Ils s'étaient éloignés du camp, sans trop réfléchir. Juste une balade, avaient-ils dit. Les autres étaient restés. Ils s'étaient avancés dans une crique isolée, bordée de palmiers ondulant sous la brise. Le sable était plus clair encore ici, l'eau d'un turquoise presque irréel.

Illaoï ôta ses sandales. Marcha dans l'eau. Et sourit.

« Je crois que je pourrais vivre ici... » murmura-t-elle, comme pour elle-même.

Scourge la regardait.

Pas comme un soldat, pas comme une Furie. Comme un homme. Entier. Dévoré de l'intérieur.

« Tu pourrais y rester. »
« Et toi ? » demanda-t-elle sans le regarder.
« Je resterais. »

Le silence tomba. Juste le ressac et leurs respirations.

Elle tourna enfin la tête. Leur regard se croisèrent.

Il s'approcha. Lentement. Prudemment.

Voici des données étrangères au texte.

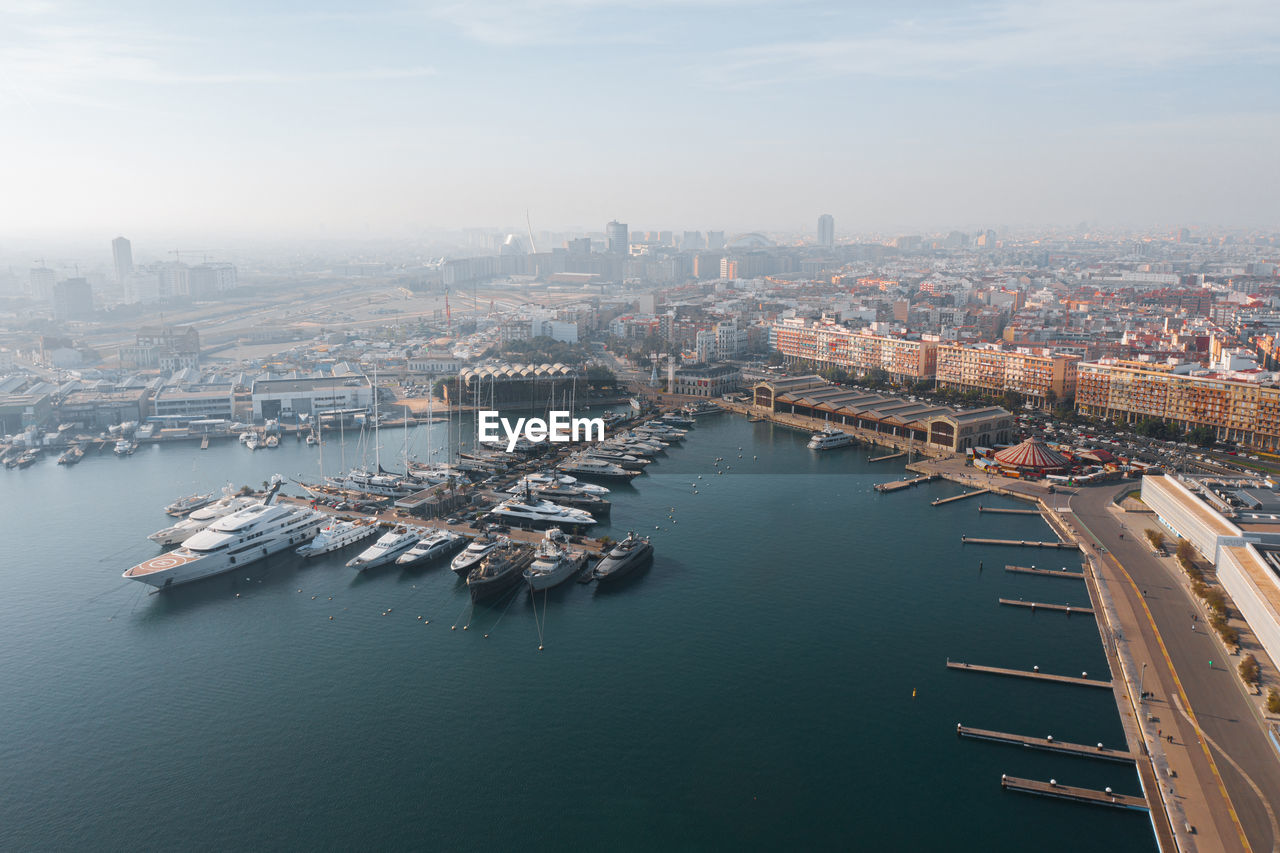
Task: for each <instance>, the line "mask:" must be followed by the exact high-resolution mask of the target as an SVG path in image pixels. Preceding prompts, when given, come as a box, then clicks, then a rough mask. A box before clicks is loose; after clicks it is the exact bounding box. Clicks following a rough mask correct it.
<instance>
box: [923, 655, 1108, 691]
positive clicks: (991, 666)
mask: <svg viewBox="0 0 1280 853" xmlns="http://www.w3.org/2000/svg"><path fill="white" fill-rule="evenodd" d="M947 669H948V670H966V671H969V672H986V674H988V675H1009V676H1012V678H1019V679H1037V680H1041V681H1057V683H1059V684H1076V685H1079V686H1096V688H1103V689H1106V690H1110V689H1111V681H1098V680H1097V679H1091V678H1088V674H1085V675H1084V676H1083V678H1076V676H1074V675H1051V674H1048V672H1041V671H1038V670H1036V671H1032V672H1028V671H1027V670H1007V669H1005V667H1002V666H982V665H979V663H961V662H960V661H947Z"/></svg>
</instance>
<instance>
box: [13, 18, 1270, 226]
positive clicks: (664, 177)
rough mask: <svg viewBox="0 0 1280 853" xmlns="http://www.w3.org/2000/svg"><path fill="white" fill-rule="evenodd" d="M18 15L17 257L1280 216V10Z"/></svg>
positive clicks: (1267, 225) (1169, 220)
mask: <svg viewBox="0 0 1280 853" xmlns="http://www.w3.org/2000/svg"><path fill="white" fill-rule="evenodd" d="M0 23H4V29H5V31H6V32H9V33H10V36H9V38H8V40H6V41H5V42H0V72H3V73H0V78H3V79H4V81H5V82H4V83H3V85H0V109H4V111H5V114H6V115H8V118H9V119H10V122H12V123H13V124H14V126H15V127H22V128H24V132H23V133H20V134H10V136H9V137H6V138H5V140H4V141H0V156H3V158H4V161H5V163H6V164H8V165H6V169H5V170H6V173H8V174H6V175H5V183H6V184H8V186H9V187H10V197H12V199H15V200H17V201H18V204H13V205H10V206H9V207H8V209H6V211H5V213H4V214H0V236H4V237H6V238H13V237H40V236H47V234H67V233H86V232H102V233H104V234H106V233H108V232H109V236H111V234H116V233H143V232H147V231H157V229H166V231H170V232H173V231H174V229H186V231H188V232H192V233H201V232H204V233H210V234H218V236H238V234H239V236H243V234H261V233H270V234H273V236H280V237H302V236H316V237H334V236H344V237H355V238H361V237H378V236H388V237H406V236H415V234H419V233H421V232H422V231H426V229H439V228H461V227H468V225H480V224H484V223H503V222H508V223H513V222H521V220H522V219H524V214H525V211H526V210H529V211H530V213H529V215H530V218H531V220H532V224H534V228H535V231H536V229H540V228H552V229H554V228H567V227H572V225H575V224H577V225H582V227H586V228H590V229H595V228H599V223H604V222H608V220H609V219H611V218H614V216H616V218H620V219H625V220H626V222H628V223H632V224H634V225H635V227H662V228H672V229H685V228H701V229H707V228H723V229H724V231H728V232H735V231H751V229H768V231H795V232H810V233H812V228H813V222H814V216H815V215H817V214H818V213H820V211H827V213H829V214H832V215H833V216H835V219H836V220H837V223H838V225H840V231H837V234H836V237H837V240H838V238H840V237H841V234H842V233H851V232H867V231H873V229H884V231H914V229H928V228H950V227H957V228H963V227H966V225H968V227H972V228H975V227H998V225H1002V224H1005V225H1011V227H1020V225H1050V224H1056V225H1064V224H1071V223H1078V222H1082V220H1091V222H1100V223H1103V224H1108V225H1116V227H1120V225H1133V227H1164V225H1172V224H1210V225H1226V227H1274V225H1275V220H1276V216H1275V214H1274V206H1272V205H1271V201H1270V197H1268V196H1270V187H1272V186H1275V184H1276V179H1277V178H1280V167H1277V165H1276V164H1275V161H1274V158H1270V156H1268V155H1270V147H1271V146H1270V142H1271V140H1274V138H1276V136H1277V132H1280V115H1277V110H1276V108H1277V104H1276V93H1275V91H1274V87H1271V86H1268V79H1270V74H1268V72H1270V70H1272V69H1274V67H1275V60H1276V58H1277V50H1276V49H1275V47H1274V46H1272V45H1274V42H1275V38H1274V36H1276V35H1280V12H1277V10H1276V9H1275V8H1272V6H1270V5H1267V4H1262V3H1254V1H1252V0H1249V1H1244V3H1235V4H1230V5H1226V6H1222V5H1221V4H1208V3H1201V1H1198V0H1187V1H1184V3H1179V4H1174V5H1172V6H1169V5H1160V6H1157V5H1152V4H1148V3H1138V1H1133V0H1130V1H1125V3H1119V4H1107V5H1101V4H1085V5H1083V6H1082V5H1075V6H1073V8H1071V9H1070V10H1069V12H1068V10H1061V9H1057V8H1055V6H1052V5H1050V4H1007V3H1005V4H982V5H964V6H950V5H942V4H915V5H914V6H911V8H909V9H900V8H895V9H890V8H887V6H872V8H864V9H858V10H845V9H842V8H840V6H837V5H836V4H827V3H806V4H801V5H799V6H796V5H790V4H788V5H781V4H772V3H764V1H762V3H751V4H727V3H718V1H716V0H708V1H703V3H695V4H687V5H686V4H657V5H653V4H645V5H640V4H630V3H623V4H611V5H605V4H599V3H594V1H591V0H557V1H550V3H545V1H543V3H518V1H515V0H513V1H506V3H490V4H485V5H484V6H483V8H480V6H475V5H470V4H426V5H421V6H412V5H397V4H379V5H376V6H371V8H367V9H366V8H361V9H360V10H353V9H351V8H348V6H343V5H340V4H328V5H323V6H320V8H317V9H315V10H310V9H308V12H307V14H306V17H302V15H300V14H291V13H287V12H285V13H280V12H274V13H262V12H260V10H256V9H248V8H241V6H236V5H233V6H232V8H229V9H223V10H219V12H218V13H191V12H186V13H179V14H174V13H172V12H170V10H169V9H163V8H160V6H156V5H152V4H138V5H134V6H128V8H120V9H111V10H106V9H101V8H93V6H88V5H81V4H74V3H20V4H9V5H6V6H5V8H4V9H3V10H0ZM708 44H710V45H716V47H712V49H708V47H707V45H708ZM584 108H588V111H586V113H585V114H584V113H582V109H584ZM584 115H585V118H584ZM815 118H817V119H818V120H819V122H820V124H819V127H820V128H822V129H820V131H819V132H814V131H810V129H806V128H812V127H813V123H814V120H815ZM675 141H678V143H675Z"/></svg>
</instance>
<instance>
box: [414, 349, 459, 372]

Mais cette fois, il n'y avait pas de retenue dans ses gestes. Sa main se posa sur la joue marquée de la jeune femme, avec une douceur qui n'aurait jamais pu lui être attribuée. Il l'effleura, du pouce, avec une lenteur déconcertante.

« Je brûle pour toi, Illaoï. Je ne peux pas le taire plus longtemps. »

Elle ne répondit pas. Elle pencha juste la tête dans sa paume, acceptant cette confession muette.

Et tout bascula.


Les gestes furent d'abord hésitants. Ils apprenaient à se connaître à nouveau, sans les barrières, sans la distance. Il la découvrait, elle le redessinait du bout des doigts, avec la pudeur d'un souffle et la précision d'une mémoire neuve.

Leurs baisers étaient profonds, sincères. Rien d'urgent. Tout d'essentiel.

Ils s'allongèrent dans l'herbe haute à l'abri des roches, le monde autour d'eux en suspens. Le sable colla à leurs peaux, le vent s'invita dans ses cheveux. Elle effleura son torse marqué de cicatrices anciennes, s'attarda sur les traces de batailles passées. Il lui murmura son nom, comme une promesse. Il l'embrassa dans le creux de l'épaule, sur les poignets à nu. Elle le serra contre elle comme si le temps s'était figé.

Aucun mot n'était nécessaire.

L'amour, le vrai, n'avait pas besoin de phrases. Juste d'un souffle partagé.


La nuit tomba.

Ils restèrent là, allongés sous le ciel étoilé, les doigts mêlés. La mer chantait doucement, comme pour accompagner leur repos.

Pour la première fois, Scourge ne songeait pas à demain. Il ne prévoyait rien. Il ne calculait rien.

Il vivait.

Et Illaoï dormait, le visage paisible, lovée contre lui, comme si le monde avait enfin cessé de l'effrayer.